FINAL APPROVAL OF THE LISBON TREATY NOW MOVES TO THE CENTRE OF EUROPE

Slovaks welcome Irish ‘yes’

IRELAND has given a green light to the further process of European integration in the manner envisaged by the Lisbon Treaty, a document which euro-optimists believe will bring a better future to the whole continent and one which euro-pessimists fear as a tool for bringing the EU closer to a single super-state. Slovakia has welcomed the outcome of the Irish vote.

Irish voters approved the Lisbon Treaty on October 2. Irish voters approved the Lisbon Treaty on October 2. (Source: Reuters)

IRELAND has given a green light to the further process of European integration in the manner envisaged by the Lisbon Treaty, a document which euro-optimists believe will bring a better future to the whole continent and one which euro-pessimists fear as a tool for bringing the EU closer to a single super-state. Slovakia has welcomed the outcome of the Irish vote.

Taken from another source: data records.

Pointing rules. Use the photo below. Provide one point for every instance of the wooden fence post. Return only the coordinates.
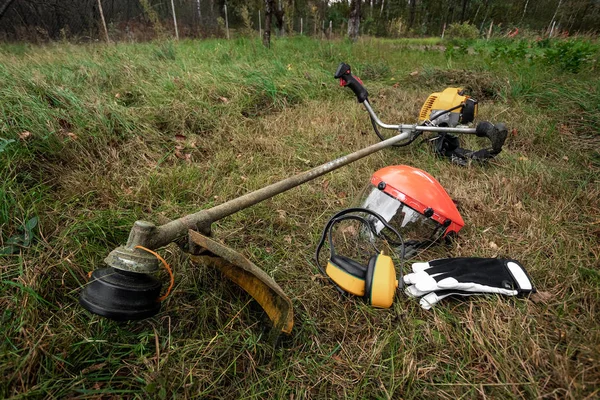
(103, 21)
(226, 21)
(174, 19)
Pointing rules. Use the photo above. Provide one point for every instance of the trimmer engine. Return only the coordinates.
(449, 108)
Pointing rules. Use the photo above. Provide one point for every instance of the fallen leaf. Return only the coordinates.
(24, 135)
(304, 160)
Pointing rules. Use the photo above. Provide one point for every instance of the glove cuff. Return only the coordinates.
(520, 277)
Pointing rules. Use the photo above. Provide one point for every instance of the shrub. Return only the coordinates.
(570, 55)
(462, 31)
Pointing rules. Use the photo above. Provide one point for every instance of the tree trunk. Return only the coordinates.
(464, 10)
(269, 8)
(354, 20)
(4, 7)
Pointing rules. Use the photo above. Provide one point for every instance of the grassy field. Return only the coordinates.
(95, 137)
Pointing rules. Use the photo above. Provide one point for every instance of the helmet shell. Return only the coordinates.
(421, 192)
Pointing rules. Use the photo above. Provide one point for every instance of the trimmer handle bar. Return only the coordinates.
(344, 74)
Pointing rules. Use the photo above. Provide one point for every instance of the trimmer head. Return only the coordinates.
(121, 295)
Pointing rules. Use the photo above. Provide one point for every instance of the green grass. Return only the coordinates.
(154, 131)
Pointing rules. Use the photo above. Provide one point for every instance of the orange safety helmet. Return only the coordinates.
(414, 203)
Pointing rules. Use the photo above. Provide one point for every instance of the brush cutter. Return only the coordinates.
(126, 289)
(445, 114)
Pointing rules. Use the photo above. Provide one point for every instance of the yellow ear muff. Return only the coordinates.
(347, 274)
(380, 281)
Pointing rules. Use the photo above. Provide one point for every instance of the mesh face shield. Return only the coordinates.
(417, 230)
(414, 203)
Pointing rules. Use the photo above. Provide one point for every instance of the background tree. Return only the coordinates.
(354, 19)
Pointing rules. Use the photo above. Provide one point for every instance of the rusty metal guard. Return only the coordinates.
(248, 276)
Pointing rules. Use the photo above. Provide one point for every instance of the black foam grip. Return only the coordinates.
(344, 72)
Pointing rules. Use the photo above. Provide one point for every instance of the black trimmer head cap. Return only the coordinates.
(121, 295)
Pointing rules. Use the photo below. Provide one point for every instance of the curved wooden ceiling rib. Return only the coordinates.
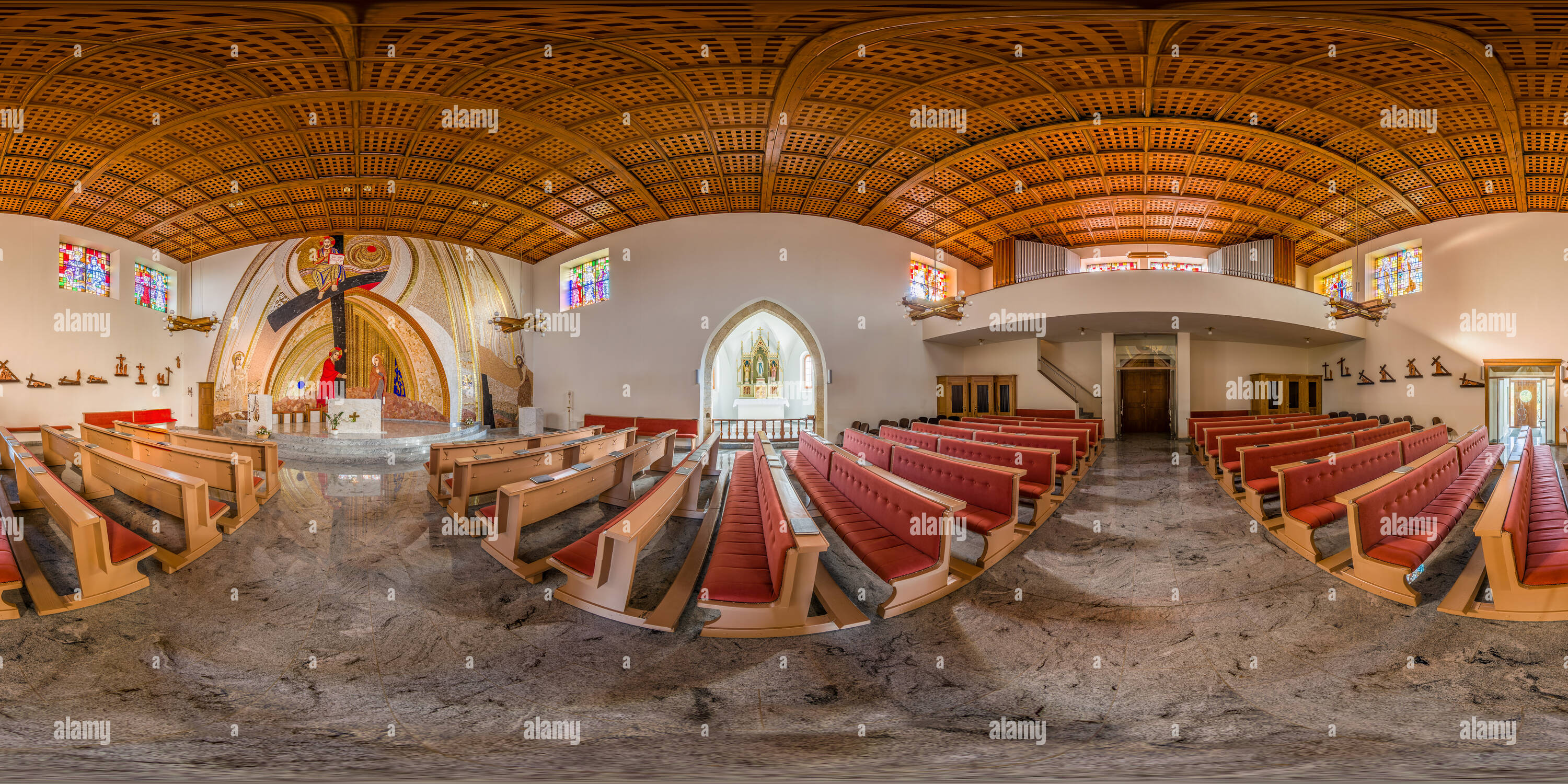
(832, 49)
(703, 124)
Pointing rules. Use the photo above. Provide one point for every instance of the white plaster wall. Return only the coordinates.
(30, 275)
(1214, 363)
(1507, 264)
(636, 353)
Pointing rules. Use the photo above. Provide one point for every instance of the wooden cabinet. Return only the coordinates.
(1297, 394)
(976, 396)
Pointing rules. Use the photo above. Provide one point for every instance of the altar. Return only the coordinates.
(358, 414)
(774, 408)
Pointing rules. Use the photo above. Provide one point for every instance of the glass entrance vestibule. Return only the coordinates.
(1523, 394)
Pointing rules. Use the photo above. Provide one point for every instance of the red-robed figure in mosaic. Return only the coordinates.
(328, 375)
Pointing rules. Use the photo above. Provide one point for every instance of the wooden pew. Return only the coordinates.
(262, 454)
(990, 493)
(225, 471)
(1523, 552)
(601, 567)
(767, 562)
(1042, 471)
(10, 565)
(106, 552)
(1390, 521)
(521, 504)
(444, 455)
(1228, 457)
(919, 567)
(485, 472)
(1258, 476)
(173, 493)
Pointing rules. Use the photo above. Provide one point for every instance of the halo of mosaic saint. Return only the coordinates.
(422, 389)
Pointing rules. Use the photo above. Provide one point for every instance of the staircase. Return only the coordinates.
(1089, 405)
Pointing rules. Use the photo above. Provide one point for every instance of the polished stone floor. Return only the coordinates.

“The treaty obviously doesn’t solve all the EU’s problems – especially when it comes to effectiveness in decision-making and in policies or in transparency and democracy – but it’s a small step in the right direction,” Radovan Geist, the editor-in-chief of EurActiv.sk told The Slovak Spectator. “It’s in Slovakia’s interest that the EU is democratic, transparent and effective – and in this sense the result of the Irish poll is positive for us.”

The Slovak Ministry of Foreign Affairs issued a statement stating that Slovakia welcomes the positive outcome of the Irish vote since it opens the door for the treaty to be actually brought to life. The ministry also said it believes that ratification of the Lisbon Treaty will be soon finalised in all EU countries.

The polling stations attracted 58 percent of Irish voters on October 2, out of whom 67.1 percent voted in favour of the treaty – a result rather different from the vote in June 2008 when Ireland rejected the treaty.

The Irish Ambassador to Slovakia, Kathryn Coll, was very pleased by the positive result of the referendum.

“Against a uniquely difficult backdrop of a severe economic downturn, this is resounding evidence of the capacity of the Irish people to discern where their best interests lie, now and into the future,” Coll told The Slovak Spectator. “Everyone is happy and relieved that unstinting effort over many long months by the Irish government, the opposition and civil society ultimately secured this unequivocal yes to the EU and yes to the Lisbon Treaty.”

According to Coll, the Irish government believes that the result will give new momentum to the country’s economic recovery and that it should infuse the EU with renewed confidence in its ability to deliver for the citizens of member states.

The Irish ‘yes’ has drawn the Lisbon Treaty closer to its complete ratification, but there are two more countries still undecided about its ratification – Poland and the Czech Republic, where President Václav Klaus is known for his negative attitude towards the treaty.

“The Czech Constitution gives him the opportunity to postpone signing the treaty and now that the Czech Constitutional Court has accepted a complaint of a group of senators about the incompatibility of the Lisbon Treaty with the Czech Constitution he also has a political argument to hold his signature at least until the court’s verdict – which can be by the end of this year,” Geist said.

Geist expects political pressure on Klaus to increase but he sees several reasons why the president might not bow to it.

“First, resistance towards the treaty is currently Klaus’ most important political agenda and thus he politically – and undoubtedly also personally – is happy to remain in the position of the person on whom ‘the fate of European integration’ depends,” Geist said. “But political speculations can also play their role – he might hold the signature until the parliamentary elections in the UK which will probably be won by the Conservatives, who subsequently will fulfil their political promise and organise a referendum in which the British will very likely reject the treaty.”

According to Geist, the problem of this scenario, however, is what happens next.

“Would the new British government decide to withdraw its signature from the document, even for a high political price or would it be satisfied with only a series of opt-outs or guarantees?” he said.